• Приглашаем посетить наш сайт
    Фонвизин (fonvizin.lit-info.ru)
  • Концы и начала.
    Письмо третье

    ПИСЬМО ТРЕТЬЕ

    ... Фу, какое отвратительное лето; холод, темнота, слякоть, постоянные ветры, нервы раздражены, носовая перепонка тоже, и все это продолжается три месяца, а пред ними были семь предшественников их, по ту сторону вступления в знак Овна!
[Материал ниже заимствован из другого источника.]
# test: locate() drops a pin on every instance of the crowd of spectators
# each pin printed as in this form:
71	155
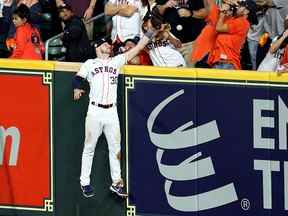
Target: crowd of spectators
226	34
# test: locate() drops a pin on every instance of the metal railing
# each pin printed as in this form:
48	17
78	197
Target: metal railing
48	42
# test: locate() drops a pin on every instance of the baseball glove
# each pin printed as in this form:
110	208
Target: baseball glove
157	18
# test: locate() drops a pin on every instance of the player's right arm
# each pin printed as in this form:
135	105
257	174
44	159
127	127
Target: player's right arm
135	50
126	10
78	79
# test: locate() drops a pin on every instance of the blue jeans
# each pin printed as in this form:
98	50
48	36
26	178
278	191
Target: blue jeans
225	66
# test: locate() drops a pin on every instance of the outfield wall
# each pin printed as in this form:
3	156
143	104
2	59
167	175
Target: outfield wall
195	142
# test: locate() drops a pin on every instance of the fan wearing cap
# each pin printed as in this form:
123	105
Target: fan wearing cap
163	48
231	27
102	75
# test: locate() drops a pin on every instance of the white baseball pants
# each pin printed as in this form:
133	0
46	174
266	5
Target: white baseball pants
100	120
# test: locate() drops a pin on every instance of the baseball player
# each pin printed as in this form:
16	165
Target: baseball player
102	74
163	49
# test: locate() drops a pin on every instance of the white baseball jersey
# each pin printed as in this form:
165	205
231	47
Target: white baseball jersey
126	27
163	53
102	75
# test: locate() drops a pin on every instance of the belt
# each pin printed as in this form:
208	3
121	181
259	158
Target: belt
104	106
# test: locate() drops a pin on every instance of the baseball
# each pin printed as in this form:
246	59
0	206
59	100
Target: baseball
179	27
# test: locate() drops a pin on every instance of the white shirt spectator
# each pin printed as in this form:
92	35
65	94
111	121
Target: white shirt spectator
126	27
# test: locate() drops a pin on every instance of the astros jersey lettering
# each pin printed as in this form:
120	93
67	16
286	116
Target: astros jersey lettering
102	75
163	53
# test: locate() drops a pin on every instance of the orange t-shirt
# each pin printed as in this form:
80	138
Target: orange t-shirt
206	39
26	48
228	45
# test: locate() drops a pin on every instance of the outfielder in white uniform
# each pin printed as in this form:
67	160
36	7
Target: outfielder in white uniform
125	18
102	74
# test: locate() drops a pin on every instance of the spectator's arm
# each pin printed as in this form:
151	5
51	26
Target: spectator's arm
199	14
59	3
275	46
172	39
127	10
89	11
111	9
221	26
130	54
168	4
72	33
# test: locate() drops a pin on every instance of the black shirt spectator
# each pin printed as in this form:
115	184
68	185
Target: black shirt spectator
75	39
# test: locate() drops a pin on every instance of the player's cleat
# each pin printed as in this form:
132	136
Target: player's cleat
119	190
87	191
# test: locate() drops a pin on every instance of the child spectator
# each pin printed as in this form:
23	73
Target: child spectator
28	44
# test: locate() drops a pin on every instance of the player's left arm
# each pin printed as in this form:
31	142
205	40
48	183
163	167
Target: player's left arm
78	80
76	83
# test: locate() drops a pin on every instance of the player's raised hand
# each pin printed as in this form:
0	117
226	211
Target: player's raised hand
78	93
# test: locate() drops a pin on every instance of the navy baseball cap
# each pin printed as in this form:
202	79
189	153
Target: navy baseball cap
100	41
64	6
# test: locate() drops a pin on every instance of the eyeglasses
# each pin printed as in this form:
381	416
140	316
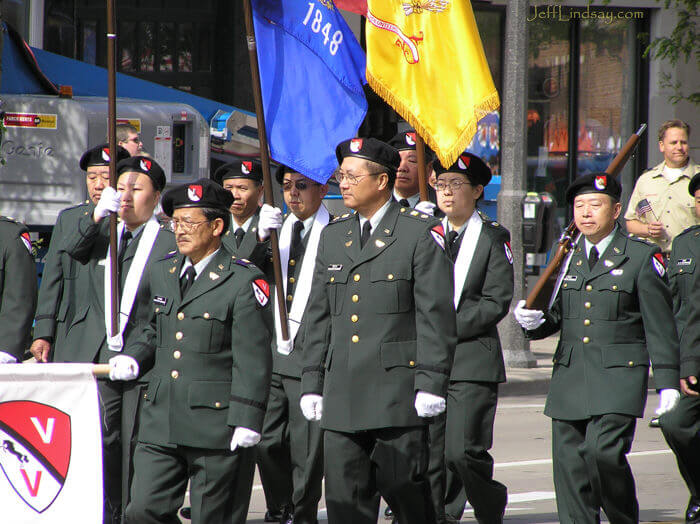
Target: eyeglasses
301	185
186	227
455	185
352	179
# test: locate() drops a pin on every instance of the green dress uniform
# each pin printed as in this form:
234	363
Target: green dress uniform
17	288
613	318
86	341
681	425
379	330
211	373
58	293
290	454
477	370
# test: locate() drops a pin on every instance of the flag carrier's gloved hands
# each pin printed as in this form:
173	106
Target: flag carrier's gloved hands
429	405
244	438
528	318
110	200
270	218
311	406
123	367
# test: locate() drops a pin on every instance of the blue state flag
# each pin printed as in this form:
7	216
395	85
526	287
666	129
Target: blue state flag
312	70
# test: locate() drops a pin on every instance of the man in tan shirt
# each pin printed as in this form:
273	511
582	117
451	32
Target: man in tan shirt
660	207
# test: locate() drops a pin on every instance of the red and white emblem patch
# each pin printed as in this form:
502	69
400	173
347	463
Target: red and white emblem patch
194	192
658	262
438	234
509	253
35	450
261	290
27	241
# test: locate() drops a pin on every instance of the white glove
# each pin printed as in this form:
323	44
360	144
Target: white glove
429	405
244	438
426	207
668	398
6	358
528	318
123	367
270	218
110	200
311	406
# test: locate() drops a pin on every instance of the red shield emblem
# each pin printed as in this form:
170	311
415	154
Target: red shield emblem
194	192
35	449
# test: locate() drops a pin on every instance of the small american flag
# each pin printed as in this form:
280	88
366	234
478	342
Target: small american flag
643	206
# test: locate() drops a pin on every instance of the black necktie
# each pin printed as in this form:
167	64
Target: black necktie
186	280
366	231
592	257
296	246
239	236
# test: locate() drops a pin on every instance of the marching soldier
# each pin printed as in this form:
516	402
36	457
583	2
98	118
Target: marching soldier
58	294
17	290
378	358
614	311
681	426
210	379
291	450
483	276
141	240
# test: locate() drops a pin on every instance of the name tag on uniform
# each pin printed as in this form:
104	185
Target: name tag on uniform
161	301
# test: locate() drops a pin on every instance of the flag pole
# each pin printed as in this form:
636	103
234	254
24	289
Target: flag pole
265	159
422	175
112	134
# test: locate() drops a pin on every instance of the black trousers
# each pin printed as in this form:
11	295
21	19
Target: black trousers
471	410
591	469
391	462
681	428
217	484
290	454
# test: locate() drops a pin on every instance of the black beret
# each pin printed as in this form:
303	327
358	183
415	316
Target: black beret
594	183
370	149
99	156
475	169
145	165
201	193
251	169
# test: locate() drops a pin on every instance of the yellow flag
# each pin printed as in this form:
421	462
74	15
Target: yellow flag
426	59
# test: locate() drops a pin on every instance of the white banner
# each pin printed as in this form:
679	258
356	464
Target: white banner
50	444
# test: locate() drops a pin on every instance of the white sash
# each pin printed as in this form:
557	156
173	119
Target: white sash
466	252
131	284
303	279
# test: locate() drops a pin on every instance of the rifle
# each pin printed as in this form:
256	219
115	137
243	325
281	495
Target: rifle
545	290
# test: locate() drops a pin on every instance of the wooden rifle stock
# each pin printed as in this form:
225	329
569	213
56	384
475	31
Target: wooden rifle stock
546	285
    Наконец-то солнце явилось на безоблачном небе. Море разгладилось и блестит, я сижу у своего окна, в крошечной ферме, и не могу наглядеться, — так давно я не видел солнца и дали. Сегодня даже тепло. Я просто обрадовался, увидя, что природа еще цела; зато пир горой: шмели, пчелы, птицы летают, жужжат, поют, шумят, на дворике фермы кричит во все горло просохнувший петух, и старая собака, забыв лета и общественное положение, лежит на спине, как щенок, задравши ноги вверх, и покачивается из стороны в сторону, с невольным эпикурейским ворчаньем. Людей не видать из моего окна, но полей, но деревьев, но садов — без конца; несмотря на море в стороне, вид этот очень напоминает наши великорусские виды, к тому же пахнет травой и деревьями.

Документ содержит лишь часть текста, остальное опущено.